Vocabulary-aware fuzzy correction for CAPCO tokens.

§Design

CAPCO markings are built from a closed vocabulary of ~52 CVE tokens (classification levels, SCI controls, dissemination controls, and a handful of structural keywords). OCR and manual transcription errors produce near-miss variants — SERCET, NOFRON, CONFIDETIAL — that no rule ever fires on because the scanner never detects them as marking candidates.

The approach here mirrors what makes typos so effective at eliminating false positives, adapted for the closed-world property of CAPCO vocabulary:

  1. Closed-world validation first. If the input token is already in the vocabulary, return None immediately — no correction needed, no false positive possible.

  2. Exhaustive near-miss search. Because the vocabulary is tiny (~52 tokens), computing Levenshtein edit distance to every known token is fast (microseconds).

  3. Ambiguity rejection. If two or more vocabulary entries are equally close, the correction is ambiguous. Return None and let the engine surface it as a human-review item — exactly what typos does for words that could correct to multiple targets.

  4. Minimum-length guard. Very short tokens (1-2 characters) are excluded from fuzzy matching because edit distance is semantically unreliable at that length. C, S, U are valid in context but look similar enough to dozens of other possibilities that any fuzzy suggestion would be noise. See MIN_FUZZY_LEN for the 2-char rationale (PR 7 SAR sub-compartment false-positives).

  5. Confidence scores. Each FuzzyCorrection carries a base confidence derived from edit distance and token length. The calling engine multiplies this by a context factor (+0.10–0.15 when the token is inside a detected marking region) before comparing against the configured threshold.

§Integration Points

The FuzzyVocabMatcher is injected into the engine’s pre-scanner step. In the default configuration it operates after the AhoCorasick corrections map pass — user-configured exact corrections take priority; the fuzzy matcher handles residual OCR noise the exact map doesn’t cover.

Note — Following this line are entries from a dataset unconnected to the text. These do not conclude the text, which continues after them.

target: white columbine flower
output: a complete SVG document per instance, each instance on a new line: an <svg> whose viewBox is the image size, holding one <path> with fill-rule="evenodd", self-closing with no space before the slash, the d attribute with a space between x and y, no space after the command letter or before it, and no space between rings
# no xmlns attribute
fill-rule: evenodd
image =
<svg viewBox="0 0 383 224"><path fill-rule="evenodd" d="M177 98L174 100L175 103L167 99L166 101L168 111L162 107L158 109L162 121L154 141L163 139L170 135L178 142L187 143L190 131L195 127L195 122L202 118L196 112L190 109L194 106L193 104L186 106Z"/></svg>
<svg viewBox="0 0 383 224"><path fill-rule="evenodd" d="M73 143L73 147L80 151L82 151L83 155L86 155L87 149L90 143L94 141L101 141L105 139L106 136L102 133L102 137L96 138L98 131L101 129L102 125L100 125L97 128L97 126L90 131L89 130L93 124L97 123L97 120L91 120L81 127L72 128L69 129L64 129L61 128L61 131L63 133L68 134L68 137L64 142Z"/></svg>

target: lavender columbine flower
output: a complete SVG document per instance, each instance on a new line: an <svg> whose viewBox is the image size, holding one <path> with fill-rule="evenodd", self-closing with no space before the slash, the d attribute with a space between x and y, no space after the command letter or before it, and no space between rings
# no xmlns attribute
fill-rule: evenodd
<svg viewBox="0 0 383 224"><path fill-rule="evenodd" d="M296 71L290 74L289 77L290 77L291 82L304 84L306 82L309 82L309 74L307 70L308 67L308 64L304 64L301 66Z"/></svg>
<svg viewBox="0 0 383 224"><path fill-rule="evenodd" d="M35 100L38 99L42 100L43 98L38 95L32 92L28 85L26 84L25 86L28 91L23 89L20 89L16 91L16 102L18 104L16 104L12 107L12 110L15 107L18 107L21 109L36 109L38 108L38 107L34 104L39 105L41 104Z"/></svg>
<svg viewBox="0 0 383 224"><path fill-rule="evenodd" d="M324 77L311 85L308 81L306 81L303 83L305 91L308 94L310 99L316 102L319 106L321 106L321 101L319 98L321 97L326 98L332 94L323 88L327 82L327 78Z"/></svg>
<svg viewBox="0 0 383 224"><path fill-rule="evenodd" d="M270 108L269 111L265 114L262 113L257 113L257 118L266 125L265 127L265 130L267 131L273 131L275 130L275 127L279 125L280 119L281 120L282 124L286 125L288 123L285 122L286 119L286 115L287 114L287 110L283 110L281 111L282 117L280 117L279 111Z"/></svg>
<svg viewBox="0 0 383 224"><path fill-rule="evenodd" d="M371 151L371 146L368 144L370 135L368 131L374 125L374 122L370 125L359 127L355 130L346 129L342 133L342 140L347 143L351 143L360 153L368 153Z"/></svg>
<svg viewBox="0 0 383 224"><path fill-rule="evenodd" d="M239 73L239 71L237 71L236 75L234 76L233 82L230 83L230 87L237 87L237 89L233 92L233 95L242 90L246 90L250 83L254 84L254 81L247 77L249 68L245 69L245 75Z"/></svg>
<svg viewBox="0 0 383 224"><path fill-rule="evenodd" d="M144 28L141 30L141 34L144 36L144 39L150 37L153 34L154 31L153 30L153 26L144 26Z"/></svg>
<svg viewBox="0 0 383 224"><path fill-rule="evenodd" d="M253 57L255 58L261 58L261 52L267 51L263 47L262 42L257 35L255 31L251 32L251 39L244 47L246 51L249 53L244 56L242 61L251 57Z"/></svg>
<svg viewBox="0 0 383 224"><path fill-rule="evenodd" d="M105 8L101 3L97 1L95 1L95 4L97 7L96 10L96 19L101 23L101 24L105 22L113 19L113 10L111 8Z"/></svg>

WASM-safe: no I/O, no platform-specific code, and only small transient heap allocations during edit-distance computation.

Structs§

FuzzyCorrection
A correction candidate produced by FuzzyVocabMatcher::correct.
FuzzyVocabMatcher
Vocabulary-aware fuzzy corrector for a closed token set.

Constants§

MAX_EDIT_DISTANCE
Maximum Levenshtein edit distance considered for a correction.
MIN_FUZZY_LEN
Minimum input token length for fuzzy matching.